That's a great question! Our popular opinions about these groups—good and bad—are deeply impacted by histories of nationalism. Nationalist attitudes continue to impact our opinions today, but I'll do my best to stay within the 20-year rule and focus on the deeper roots of these attitudes.
In terms of stereotypes, conquistadors have often been seen as having been Spaniards abroad, as opportunists or adventurers who established a vast empire that eventually fell apart. In a sense, nobody owns their memory since they have no enduring legacy. Vikings, in contrast, are typically seen as the ancestors of modern Scandinavian countries as well as the first Germanic settlers of the Americas. Nationalists on both sides of the Atlantic proudly point to these ancestors as a confirmation that today's political order rests on ancient traditions.
Both of these stories are myths. The conquistadors were racially mixed, and the Spaniards among them were often acting outside the political structures of Spanish authority. Our idea of "Spanish" conquistadors actually relies on an overly simplified version of the past and in some ways even obscures what actually happened. The Vikings are similarly a modern invention that obscures similar diversity. Did the settlers of Greenland really have anything in common with the skull-crackers of Lindisfarne, other than—perhaps—a shared tongue?
Who benefits from these stories? Well, lots of folks. The conquistadors have been depicted as evil Spaniards since as early as the 1500s. Spanish missionaries laid some of the groundwork for this in their efforts to assert the humanity of Indian peoples, claiming that conquistadors had unjustly dehumanized them and were denying them access to the Christian faith. European competitors latched on to this narrative to curate the Black Legend of Spanish depravity, which helped justify their own efforts to establish empires in the Americas. During the Age of Revolutions (which were complex!), some Latin-American revolutionaries similarly pointed to the early colonial past to paint the Spanish as unfit to rule, leading to a revival of indigenous nationalist identities.

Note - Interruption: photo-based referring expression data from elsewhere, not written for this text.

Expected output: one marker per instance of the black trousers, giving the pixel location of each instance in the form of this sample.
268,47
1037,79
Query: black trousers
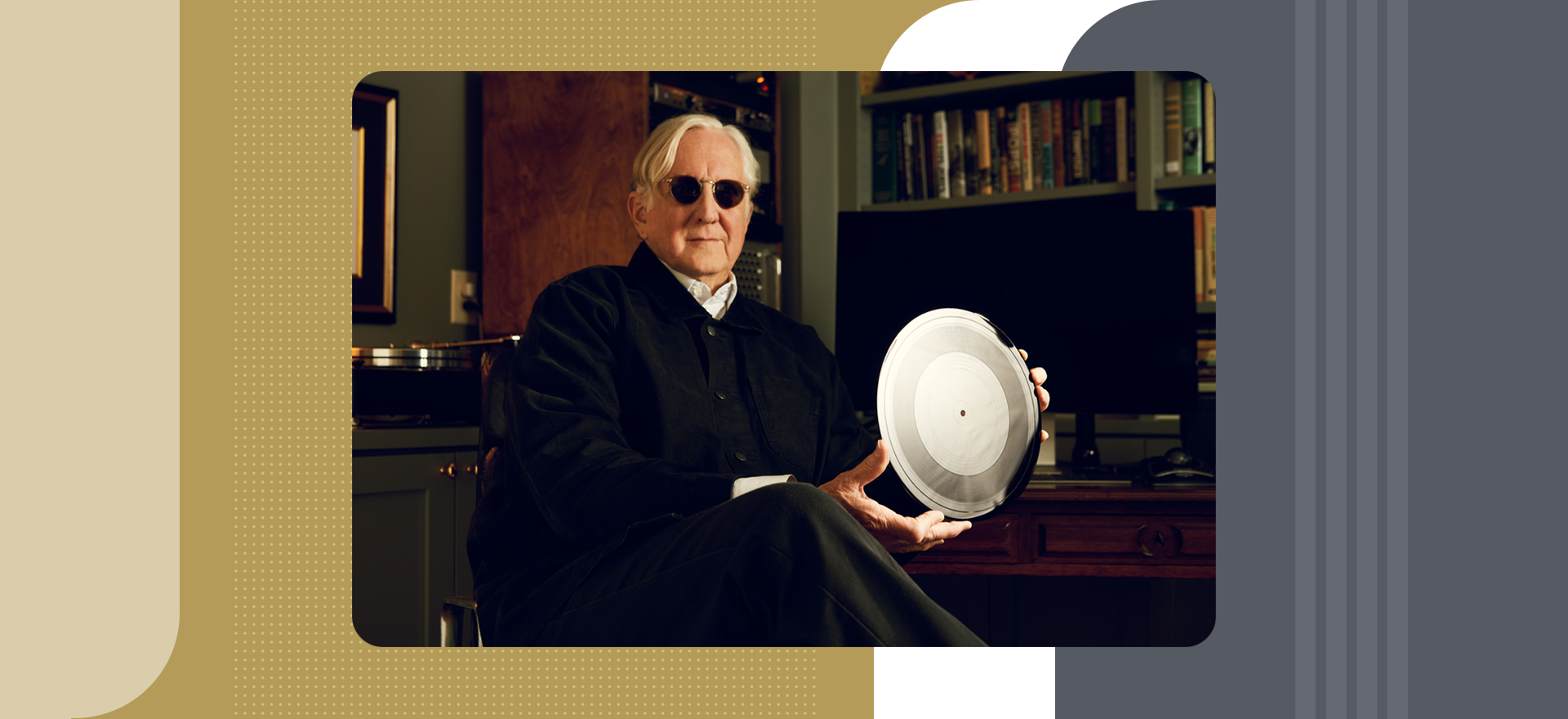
778,565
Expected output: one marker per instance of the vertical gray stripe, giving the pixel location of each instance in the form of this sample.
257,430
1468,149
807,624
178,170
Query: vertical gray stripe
1336,552
1368,333
1352,337
1305,371
1396,569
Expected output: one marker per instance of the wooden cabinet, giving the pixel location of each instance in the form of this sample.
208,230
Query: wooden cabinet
559,151
412,495
1107,531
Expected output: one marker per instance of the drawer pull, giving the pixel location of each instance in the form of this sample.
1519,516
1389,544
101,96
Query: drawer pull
1159,540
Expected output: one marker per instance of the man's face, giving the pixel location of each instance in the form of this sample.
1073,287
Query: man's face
700,239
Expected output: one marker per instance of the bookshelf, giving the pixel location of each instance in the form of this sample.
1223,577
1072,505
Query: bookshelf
1148,190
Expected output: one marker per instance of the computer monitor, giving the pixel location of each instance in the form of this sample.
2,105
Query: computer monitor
1102,299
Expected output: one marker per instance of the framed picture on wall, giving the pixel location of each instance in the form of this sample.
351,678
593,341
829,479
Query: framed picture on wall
375,206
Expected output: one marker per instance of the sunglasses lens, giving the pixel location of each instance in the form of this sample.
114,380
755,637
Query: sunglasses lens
686,190
728,194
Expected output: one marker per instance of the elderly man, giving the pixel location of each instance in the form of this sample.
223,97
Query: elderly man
684,465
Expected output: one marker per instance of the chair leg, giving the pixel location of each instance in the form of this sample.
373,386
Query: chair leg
453,618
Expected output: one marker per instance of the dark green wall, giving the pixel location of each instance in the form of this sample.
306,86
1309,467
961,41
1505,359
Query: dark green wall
438,204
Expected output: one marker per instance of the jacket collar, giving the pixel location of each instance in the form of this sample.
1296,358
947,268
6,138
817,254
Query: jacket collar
675,303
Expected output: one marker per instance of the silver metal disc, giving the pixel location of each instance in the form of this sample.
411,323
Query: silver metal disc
959,412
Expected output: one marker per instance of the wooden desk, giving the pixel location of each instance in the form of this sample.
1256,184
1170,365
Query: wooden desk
1087,531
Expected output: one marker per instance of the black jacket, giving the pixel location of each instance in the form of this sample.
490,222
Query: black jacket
629,407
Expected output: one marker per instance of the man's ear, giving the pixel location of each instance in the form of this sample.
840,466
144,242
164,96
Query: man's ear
639,211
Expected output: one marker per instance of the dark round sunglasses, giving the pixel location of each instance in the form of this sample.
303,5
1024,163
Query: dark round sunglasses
687,190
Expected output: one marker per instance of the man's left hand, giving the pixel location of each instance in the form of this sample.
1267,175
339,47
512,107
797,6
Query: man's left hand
1039,377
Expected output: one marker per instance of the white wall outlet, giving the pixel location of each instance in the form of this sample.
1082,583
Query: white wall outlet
465,288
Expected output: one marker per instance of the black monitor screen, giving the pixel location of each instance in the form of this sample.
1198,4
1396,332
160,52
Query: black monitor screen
1102,300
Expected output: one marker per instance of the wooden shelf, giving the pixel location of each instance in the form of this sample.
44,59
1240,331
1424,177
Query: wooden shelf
960,92
1183,181
1005,199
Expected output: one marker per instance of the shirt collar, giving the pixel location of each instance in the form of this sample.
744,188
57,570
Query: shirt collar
715,303
675,303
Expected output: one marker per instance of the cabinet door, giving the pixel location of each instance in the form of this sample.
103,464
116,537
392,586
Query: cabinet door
466,485
403,547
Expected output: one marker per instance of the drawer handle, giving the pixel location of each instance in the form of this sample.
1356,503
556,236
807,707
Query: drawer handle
1159,540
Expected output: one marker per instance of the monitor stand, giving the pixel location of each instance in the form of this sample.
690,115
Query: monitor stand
1085,454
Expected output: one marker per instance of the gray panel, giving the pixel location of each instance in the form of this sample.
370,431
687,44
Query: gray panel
390,567
388,533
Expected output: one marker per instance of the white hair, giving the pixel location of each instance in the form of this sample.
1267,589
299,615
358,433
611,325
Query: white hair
659,153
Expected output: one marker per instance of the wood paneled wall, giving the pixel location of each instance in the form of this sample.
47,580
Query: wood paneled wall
559,151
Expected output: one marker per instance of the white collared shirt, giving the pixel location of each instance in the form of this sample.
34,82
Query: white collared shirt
717,303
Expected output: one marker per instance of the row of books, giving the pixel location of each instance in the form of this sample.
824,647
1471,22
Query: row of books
1189,127
1000,150
1206,366
1203,252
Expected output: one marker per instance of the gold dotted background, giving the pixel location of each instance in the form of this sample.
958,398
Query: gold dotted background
265,622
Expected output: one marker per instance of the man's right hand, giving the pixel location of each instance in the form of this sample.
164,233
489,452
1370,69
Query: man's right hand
894,531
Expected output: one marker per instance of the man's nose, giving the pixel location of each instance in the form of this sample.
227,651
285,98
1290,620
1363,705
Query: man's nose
706,206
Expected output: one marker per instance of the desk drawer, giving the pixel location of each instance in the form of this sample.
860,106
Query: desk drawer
1125,539
996,539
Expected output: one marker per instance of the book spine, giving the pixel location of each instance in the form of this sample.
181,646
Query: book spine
1076,117
1026,151
971,159
1196,253
1121,139
1208,253
884,158
1174,127
1092,143
956,153
1058,146
1192,127
998,148
983,151
1208,127
940,140
1015,156
1107,140
1043,156
906,158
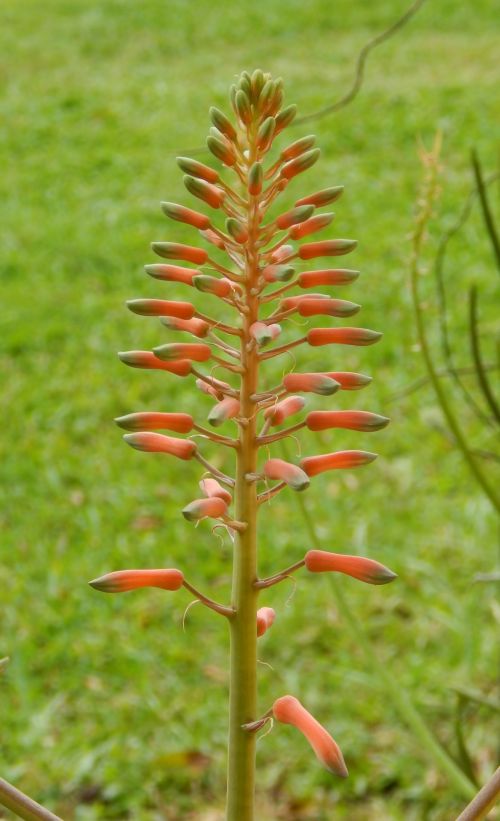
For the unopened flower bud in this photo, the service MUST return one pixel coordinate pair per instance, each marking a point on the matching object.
(283, 471)
(312, 465)
(158, 443)
(197, 351)
(179, 422)
(186, 215)
(351, 420)
(265, 620)
(205, 191)
(148, 361)
(324, 197)
(366, 570)
(212, 507)
(282, 410)
(299, 164)
(318, 383)
(174, 250)
(327, 248)
(228, 408)
(197, 169)
(161, 307)
(123, 580)
(289, 710)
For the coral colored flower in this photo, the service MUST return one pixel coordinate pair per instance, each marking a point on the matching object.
(172, 273)
(147, 360)
(310, 226)
(228, 408)
(186, 215)
(179, 422)
(211, 487)
(196, 351)
(312, 465)
(286, 472)
(289, 710)
(265, 619)
(213, 506)
(366, 570)
(327, 248)
(161, 307)
(196, 327)
(328, 307)
(282, 410)
(352, 420)
(158, 443)
(319, 383)
(342, 336)
(120, 581)
(326, 276)
(175, 250)
(348, 380)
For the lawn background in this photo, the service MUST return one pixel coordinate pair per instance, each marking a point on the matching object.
(109, 710)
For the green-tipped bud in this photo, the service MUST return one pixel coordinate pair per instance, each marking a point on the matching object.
(237, 230)
(255, 178)
(221, 122)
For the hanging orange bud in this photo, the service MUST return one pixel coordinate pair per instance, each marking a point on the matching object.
(324, 197)
(228, 408)
(366, 570)
(174, 250)
(286, 472)
(312, 465)
(299, 164)
(282, 410)
(311, 383)
(265, 620)
(212, 285)
(205, 191)
(328, 276)
(295, 216)
(172, 273)
(255, 177)
(161, 307)
(179, 422)
(278, 273)
(310, 225)
(211, 487)
(351, 420)
(328, 307)
(147, 360)
(212, 507)
(187, 215)
(289, 710)
(348, 380)
(196, 351)
(158, 443)
(123, 580)
(342, 336)
(297, 148)
(196, 327)
(327, 248)
(197, 169)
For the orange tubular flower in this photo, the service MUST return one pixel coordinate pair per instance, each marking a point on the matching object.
(122, 581)
(158, 443)
(265, 619)
(289, 710)
(179, 422)
(365, 570)
(312, 465)
(352, 420)
(292, 475)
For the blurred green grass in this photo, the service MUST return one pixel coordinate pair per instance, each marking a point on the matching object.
(109, 710)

That is to say, there have been (and perhaps continue to be) lots of nationalist reasons for portraying the conquistadors as unjust oppressors.
Similarly, the pro-Viking myth sustains a variety of nationalist narratives today. Modern Scandinavian nationalists look back to the Viking Age as the time when their countries were first unified as kingdoms. Seemingly peripheral communities in the North Atlantic see the Viking Age as a time when they could see themselves as being at the center of a globalizing community. Icelanders pride themselves on speaking the most direct descendant language of Viking-Age Norse. And in the US, the Vinland sagas have provided a rebuttal to the story that a Mediterranean Catholic (i.e. Columbus) first discovered America, which was a useful counter-narrative for 19th-century US Protestants. Scandinavian immigrants to the US subsequently pointed to this same story to justify their immigration in the face of Nativist discrimination. In short, there have been (and perhaps continue to be) numerous nationalist reasons for portraying Vikings as noble explorers and settlers.

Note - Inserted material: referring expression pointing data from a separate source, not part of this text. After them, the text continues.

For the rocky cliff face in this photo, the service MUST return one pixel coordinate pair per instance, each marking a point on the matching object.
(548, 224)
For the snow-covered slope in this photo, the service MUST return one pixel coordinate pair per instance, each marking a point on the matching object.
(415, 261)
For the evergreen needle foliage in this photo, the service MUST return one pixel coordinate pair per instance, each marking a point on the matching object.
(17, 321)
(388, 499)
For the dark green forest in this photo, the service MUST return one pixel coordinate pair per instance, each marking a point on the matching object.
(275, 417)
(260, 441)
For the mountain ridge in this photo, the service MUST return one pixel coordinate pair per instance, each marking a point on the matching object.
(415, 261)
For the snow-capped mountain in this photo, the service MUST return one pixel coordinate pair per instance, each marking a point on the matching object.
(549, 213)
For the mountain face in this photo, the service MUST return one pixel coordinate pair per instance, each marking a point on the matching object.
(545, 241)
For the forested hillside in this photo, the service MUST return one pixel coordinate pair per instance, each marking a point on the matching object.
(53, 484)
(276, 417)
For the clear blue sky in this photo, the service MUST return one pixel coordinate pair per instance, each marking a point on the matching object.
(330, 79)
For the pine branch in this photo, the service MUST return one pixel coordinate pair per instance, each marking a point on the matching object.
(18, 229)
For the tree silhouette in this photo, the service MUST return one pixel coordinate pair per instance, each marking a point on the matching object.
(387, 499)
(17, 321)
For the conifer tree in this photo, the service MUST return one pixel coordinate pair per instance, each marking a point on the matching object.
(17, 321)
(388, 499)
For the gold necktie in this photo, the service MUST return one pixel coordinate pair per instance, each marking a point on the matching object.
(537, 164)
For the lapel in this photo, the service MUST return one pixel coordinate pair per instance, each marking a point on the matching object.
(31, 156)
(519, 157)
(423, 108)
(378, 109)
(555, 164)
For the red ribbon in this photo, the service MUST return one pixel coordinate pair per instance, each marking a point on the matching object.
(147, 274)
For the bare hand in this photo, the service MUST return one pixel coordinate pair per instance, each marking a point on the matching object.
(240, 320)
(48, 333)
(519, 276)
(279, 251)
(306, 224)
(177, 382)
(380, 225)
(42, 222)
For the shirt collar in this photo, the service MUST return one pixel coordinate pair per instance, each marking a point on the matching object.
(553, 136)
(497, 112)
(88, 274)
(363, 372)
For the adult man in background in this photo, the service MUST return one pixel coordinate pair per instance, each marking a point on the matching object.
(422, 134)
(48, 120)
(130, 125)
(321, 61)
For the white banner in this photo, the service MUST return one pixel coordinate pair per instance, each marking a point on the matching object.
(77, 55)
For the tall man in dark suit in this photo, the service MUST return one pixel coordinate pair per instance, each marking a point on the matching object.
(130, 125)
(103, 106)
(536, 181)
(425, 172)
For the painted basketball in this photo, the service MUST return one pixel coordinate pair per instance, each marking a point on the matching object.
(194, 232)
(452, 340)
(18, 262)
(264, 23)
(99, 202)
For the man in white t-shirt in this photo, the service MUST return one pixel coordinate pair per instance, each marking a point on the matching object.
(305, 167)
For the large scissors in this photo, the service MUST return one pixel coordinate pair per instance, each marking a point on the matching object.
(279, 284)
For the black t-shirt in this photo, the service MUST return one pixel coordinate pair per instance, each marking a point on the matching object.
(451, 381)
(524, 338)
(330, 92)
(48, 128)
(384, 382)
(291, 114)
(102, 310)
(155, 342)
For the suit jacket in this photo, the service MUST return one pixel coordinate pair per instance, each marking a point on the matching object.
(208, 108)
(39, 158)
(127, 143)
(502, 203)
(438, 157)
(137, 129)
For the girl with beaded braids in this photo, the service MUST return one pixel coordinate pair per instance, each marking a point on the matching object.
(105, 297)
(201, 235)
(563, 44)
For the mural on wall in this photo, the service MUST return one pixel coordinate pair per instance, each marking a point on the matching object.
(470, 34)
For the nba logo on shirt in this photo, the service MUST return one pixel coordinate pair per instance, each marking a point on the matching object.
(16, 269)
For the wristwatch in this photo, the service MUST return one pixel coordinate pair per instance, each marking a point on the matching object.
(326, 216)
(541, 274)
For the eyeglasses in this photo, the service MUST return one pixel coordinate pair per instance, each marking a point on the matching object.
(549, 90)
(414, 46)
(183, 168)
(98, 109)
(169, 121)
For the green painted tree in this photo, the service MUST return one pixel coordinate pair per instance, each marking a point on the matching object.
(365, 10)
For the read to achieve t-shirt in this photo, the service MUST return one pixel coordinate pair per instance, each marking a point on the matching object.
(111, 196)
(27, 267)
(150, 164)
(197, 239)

There's other important factors behind why our opinions of these groups diverge, with gender and race being two of the most salient. Popular images of Vikings skew hyper-masculine, and these images have been co-opted by white supremacists for generations. These are important problems in their own right, and I've written specifically about the importance of women's contributions to the Viking Age in a recent AMA thread. However, I don't think these issues have direct parallels in how we think about conquistadors (or at least these issues fall outside my expertise), and so I won't pursue them here.